> That's quite a claim. I see you provided no sources.
Why do I need to source anything? Nobody credible ever claimed the vaccines would slow the spread, no evidence was ever provided that vaccines slow the spread and theory suggests they probably won't slow the spread. The people making things up in defiance of the obvious are the ones who need to start providing sources on this one.

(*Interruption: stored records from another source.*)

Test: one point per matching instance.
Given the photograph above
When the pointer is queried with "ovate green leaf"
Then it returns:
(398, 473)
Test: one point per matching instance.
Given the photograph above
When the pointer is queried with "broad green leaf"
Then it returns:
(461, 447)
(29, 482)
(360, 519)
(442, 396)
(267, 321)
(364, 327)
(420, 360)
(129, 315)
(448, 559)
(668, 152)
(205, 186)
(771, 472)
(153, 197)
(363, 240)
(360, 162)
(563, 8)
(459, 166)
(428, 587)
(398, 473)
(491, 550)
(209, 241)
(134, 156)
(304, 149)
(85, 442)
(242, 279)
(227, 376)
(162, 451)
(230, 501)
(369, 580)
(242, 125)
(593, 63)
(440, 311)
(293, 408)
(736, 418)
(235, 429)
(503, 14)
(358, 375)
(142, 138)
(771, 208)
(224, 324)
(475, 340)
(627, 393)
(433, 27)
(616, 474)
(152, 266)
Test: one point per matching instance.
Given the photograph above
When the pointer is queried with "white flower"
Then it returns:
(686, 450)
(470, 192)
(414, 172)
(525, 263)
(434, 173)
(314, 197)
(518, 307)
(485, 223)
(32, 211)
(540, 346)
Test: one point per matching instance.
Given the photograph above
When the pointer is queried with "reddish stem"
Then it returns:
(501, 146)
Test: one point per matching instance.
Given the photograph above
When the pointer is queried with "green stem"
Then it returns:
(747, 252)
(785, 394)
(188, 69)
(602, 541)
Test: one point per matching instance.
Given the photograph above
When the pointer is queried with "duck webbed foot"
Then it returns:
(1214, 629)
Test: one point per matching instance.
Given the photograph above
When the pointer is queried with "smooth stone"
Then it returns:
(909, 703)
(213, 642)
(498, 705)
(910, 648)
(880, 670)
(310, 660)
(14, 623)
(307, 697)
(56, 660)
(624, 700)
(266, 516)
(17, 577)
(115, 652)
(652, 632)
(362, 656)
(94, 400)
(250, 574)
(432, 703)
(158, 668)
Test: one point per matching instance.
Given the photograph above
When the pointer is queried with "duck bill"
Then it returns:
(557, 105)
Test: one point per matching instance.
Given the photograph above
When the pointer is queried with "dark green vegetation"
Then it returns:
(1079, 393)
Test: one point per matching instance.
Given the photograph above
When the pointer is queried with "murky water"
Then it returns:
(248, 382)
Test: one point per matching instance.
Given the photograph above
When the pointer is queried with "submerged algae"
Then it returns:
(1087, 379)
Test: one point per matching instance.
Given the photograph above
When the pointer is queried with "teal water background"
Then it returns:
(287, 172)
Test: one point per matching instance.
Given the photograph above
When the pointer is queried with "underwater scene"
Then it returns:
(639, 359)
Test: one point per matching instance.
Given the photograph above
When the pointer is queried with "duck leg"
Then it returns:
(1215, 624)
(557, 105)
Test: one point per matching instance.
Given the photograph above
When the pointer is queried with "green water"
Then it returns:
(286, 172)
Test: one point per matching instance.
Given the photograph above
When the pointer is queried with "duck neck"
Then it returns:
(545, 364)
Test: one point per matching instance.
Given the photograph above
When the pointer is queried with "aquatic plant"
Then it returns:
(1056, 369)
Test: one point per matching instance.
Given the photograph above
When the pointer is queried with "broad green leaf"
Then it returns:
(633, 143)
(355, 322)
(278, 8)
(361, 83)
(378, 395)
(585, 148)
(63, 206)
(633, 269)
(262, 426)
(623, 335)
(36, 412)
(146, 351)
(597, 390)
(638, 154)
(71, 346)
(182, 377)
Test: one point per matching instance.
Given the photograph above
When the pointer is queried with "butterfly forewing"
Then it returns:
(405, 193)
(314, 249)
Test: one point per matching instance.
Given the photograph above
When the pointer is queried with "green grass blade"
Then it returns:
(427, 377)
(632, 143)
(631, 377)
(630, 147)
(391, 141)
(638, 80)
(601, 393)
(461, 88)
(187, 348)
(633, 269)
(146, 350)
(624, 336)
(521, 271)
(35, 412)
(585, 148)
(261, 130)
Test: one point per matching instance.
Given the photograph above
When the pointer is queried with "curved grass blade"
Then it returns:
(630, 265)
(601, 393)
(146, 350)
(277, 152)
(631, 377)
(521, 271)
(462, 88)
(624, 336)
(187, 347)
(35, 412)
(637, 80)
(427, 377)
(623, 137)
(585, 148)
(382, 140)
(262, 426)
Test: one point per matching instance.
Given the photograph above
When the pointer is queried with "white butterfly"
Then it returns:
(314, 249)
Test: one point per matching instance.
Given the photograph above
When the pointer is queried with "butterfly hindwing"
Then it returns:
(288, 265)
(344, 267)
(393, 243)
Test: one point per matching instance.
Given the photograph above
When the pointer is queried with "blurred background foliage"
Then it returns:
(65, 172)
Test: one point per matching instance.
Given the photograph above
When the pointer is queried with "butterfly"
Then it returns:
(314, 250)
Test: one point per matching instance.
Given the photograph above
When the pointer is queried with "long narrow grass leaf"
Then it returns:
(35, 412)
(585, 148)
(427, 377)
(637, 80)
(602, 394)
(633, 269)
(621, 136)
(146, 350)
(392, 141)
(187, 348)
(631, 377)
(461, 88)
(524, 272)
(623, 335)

If you want to check the numbers; https://en.wikipedia.org/wiki/COVID-19_pandemic_in_Australia - we've got 22 million vaccinated people on a population of around 25 million in 2021. We see ~12 million confirmed COVID cases and in the immediate post-lockdown period the testing system crumbled under load. Do the math. An exponential process that everyone was exposed to was downgraded to ... still an exponentially growing process that everyone was exposed to. Maybe it spread the pandemic phase out to 2 months instead of 1 (based on my memory of watching the stats at the time).
The vaccine didn't cut down on the number of infections. It was strictly personal protection. Members of my family regularly get COVID.
> Why do I need to source anything? Nobody credible ever claimed the vaccines would slow the spread
How much polio or small pox have you seen?
You are just lying here. Obviously lying, because I guess, that is the only way to support the regime you wamt to support
> Why do I need to source anything?
"Extraordinary claims require extraordinary evidence".
I sourced my claims: smallpox, polio, measles, mumps.
You offered vibes instead of sources.
> We see ~12 million confirmed COVID cases
but only 5,025 and 19,265 deaths.
Vaccination slowed the spread of the primary varients and reduced the health impacts on those that tested positive for COVID by preloading the immune response.